Aku masuk dan menjelaskan beberapa penjelasan, presentasiku keliahatan menarik menurut mereka, beberapa pertanyaan di lontarkan kepadaku mengapa aku mengikuti seleksi ini dan pertanyaan paling sulit yang mereka lontarkan apakah siap aku meninggalkan keluargaku. Semua ku jawab dengan mengikuti kata hatiku. Selesai sudah wawancaraku dan akupun kembali kerumah. Pengumuman penerimaan tiga bulan kemudian. Bertepatan dengan sehari setelah wisudaku.
Tiga bulan kemudian
Pukul 07.00 tepat, aku dan bersama keluargaku sudah berada di kampusku untuk melaksanakan acara wisudaku bersama dengan yang lain. Tanpa rasa malu aku membawa semua keluargaku untuk menyaksikan acara yang membuatku bahagia. Susunan acara proses wisuda berjalan dengan baik sampai dengan susunan terakhir. Aku akhirnya mendapatkan gelar S,si yang akan ku persembahkan untuk kedua orangtuaku. Berfoto bersama dengan keluargaku dengan menggunakan toga tanda terakhir pencapaianku di pendidikan, tetapi masi ada satu lagi yang masih menjadi tujuan utama hidupku yaitu meneruskan pendidikanku ke Hankuk University di Korea Selatan.

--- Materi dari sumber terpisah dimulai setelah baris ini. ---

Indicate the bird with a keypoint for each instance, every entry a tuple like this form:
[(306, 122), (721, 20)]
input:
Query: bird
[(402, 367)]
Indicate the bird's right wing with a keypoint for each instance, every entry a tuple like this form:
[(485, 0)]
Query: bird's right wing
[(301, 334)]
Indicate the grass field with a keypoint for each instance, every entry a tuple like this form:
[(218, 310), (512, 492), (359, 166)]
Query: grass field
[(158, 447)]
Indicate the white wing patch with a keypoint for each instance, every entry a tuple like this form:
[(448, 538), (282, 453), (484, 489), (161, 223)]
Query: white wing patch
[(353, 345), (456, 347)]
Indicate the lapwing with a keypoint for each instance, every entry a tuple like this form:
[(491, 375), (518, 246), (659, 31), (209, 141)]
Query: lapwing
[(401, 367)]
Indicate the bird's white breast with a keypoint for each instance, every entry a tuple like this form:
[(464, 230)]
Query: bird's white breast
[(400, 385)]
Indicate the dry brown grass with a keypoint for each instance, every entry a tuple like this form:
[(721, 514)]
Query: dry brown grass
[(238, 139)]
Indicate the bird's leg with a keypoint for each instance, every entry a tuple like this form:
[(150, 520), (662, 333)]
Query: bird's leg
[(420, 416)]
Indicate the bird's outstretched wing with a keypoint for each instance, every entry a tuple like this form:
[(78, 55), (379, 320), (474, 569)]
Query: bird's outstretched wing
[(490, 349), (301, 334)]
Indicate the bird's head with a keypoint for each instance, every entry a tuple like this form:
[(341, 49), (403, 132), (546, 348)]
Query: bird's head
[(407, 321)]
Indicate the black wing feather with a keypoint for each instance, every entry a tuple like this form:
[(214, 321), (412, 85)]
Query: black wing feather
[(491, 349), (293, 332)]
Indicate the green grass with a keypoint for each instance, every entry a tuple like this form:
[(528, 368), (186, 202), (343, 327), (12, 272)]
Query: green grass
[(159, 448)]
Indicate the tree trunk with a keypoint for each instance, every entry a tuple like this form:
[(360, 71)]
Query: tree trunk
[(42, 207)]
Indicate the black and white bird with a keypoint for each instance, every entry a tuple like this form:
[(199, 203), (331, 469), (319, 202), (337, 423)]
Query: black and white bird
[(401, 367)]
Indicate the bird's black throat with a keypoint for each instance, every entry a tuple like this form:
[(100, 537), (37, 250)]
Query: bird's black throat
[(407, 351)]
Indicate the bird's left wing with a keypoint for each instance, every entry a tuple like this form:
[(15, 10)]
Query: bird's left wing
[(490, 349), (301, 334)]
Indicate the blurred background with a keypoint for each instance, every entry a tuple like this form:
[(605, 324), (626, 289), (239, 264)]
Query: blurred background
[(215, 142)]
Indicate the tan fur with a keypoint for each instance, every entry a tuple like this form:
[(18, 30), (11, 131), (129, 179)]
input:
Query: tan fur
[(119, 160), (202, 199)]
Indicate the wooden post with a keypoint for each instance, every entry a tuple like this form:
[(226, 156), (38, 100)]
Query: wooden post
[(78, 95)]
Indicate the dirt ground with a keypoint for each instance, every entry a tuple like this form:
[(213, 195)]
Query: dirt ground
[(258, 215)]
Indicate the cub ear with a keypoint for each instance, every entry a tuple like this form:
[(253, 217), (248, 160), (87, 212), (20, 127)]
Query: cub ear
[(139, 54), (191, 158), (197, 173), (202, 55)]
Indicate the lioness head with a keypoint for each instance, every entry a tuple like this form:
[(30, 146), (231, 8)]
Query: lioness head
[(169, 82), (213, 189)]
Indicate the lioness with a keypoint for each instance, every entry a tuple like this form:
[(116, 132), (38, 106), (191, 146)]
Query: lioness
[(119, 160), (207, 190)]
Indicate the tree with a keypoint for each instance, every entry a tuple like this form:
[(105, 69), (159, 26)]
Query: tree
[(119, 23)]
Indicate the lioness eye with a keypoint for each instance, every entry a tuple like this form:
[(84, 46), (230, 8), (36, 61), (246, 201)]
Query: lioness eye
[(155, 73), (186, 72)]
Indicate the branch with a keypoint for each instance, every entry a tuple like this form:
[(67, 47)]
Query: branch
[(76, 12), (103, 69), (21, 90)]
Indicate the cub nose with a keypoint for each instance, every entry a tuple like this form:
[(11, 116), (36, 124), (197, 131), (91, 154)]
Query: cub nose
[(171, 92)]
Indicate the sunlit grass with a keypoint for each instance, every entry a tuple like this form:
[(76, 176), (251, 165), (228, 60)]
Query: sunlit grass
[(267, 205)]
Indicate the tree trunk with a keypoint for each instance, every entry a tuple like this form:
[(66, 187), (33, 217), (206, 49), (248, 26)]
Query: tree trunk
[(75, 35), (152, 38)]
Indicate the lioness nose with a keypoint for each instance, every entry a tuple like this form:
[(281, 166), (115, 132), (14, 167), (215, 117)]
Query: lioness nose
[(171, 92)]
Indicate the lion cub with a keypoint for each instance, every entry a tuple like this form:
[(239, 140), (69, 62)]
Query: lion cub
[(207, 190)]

     Sebelumnya, setelah aku selesai wawancara aku mempersiapkan Bahasa Korea yang digunakan disana dan referensi-referensi yang mungkin saja bisa membantu sebelum aku pergi ke Korea kalau aku diterima. Tetapi kalau tidak aku bisa menjadikan itu sebagai keahlian sampinganku dan bisa dijadikan pekerjaan di Indonesia.
     Pikiranku kemana mana malam hari ini, aku tak bisa fokus. Berdoa kepada Allah, diberikan yang terbaik untukku. Setelah itu aku tidur dan bersiap untuk besok.
     Pengumuman di umumkan di surat kabar, internet, dan kantor tempat seleksi dilakukan. Pagi ini aku bersiap untuk pergi membeli surat kabar. Hatiku tak karuan rasanya, menebak nebak biasa dilakukan oleh orang lain. Aku tetap tawakal kepada Allah. Kalaupun tidak diterimapun tak masalah bagiku, mempunyai pengalaman saja sudah cukup untuk mencari pekerjaan.
     Menunggu mengantri membeli koran, tak sedikit pula yang membeli koran hari ini hanya untuk melihat pengumuman yang tertera di surat kabar hari ini. Beberapa orang terlihat tersenyum, maklum saja dari sekian banyak orang yang ikut mendaftar hanya 30 orang saja yang dapat beasiswa sekaligus menjadi tutor di Hankuk University.
     Koran sudah ku dapatkan. Dengan teliti ku cari namaku. Tepat di urutan ke 20 namaku terpajang di koran. Terpampang jelas aku lulus mendapatkan beasiswa itu. Sujud syukur ku lakukan saat itu dan berlari pulang ke rumahku tanpa menghiraukan orang orang yang adadi sekitarku.
“Ibu, Ayah. Alhamdullilah aku diterima dan mendapatkan beasiswa ini” sambil memeluk kedua orangtuaku. Kedua orangtuaku menitikan air mata bahagia. Mereka percaya bahwa rezeki itu sudah ada yang mengatur dan ini bukti kekuasaan Allah.
***

Saat ini aku menginjakkan kaki di depan gerbang Hankuk University, aku siap melanjutkan hidupku untuk memberikan sesuatu yang unik dalam hidupku. Tinggal selama setahun di negara yang asing jauh dari kedua orangtua dan keluarga membuat motivasi baru untukku. Belajar dan menjadi tutor untuk anak-anak sekolah dasar di sana akan kulakukan. Semua ini demi keluargaku yang sayang serta selalu mendoakanku kapanpun dimanapun. Aku percaya kaya itu tak hanya bisa membuat hidup lebih mudah tanpa adanya cinta dan kasih sayang dari keluarga. Kaya itu hanyalah pemberian bonus yang diberian oleh Allah untuk kita.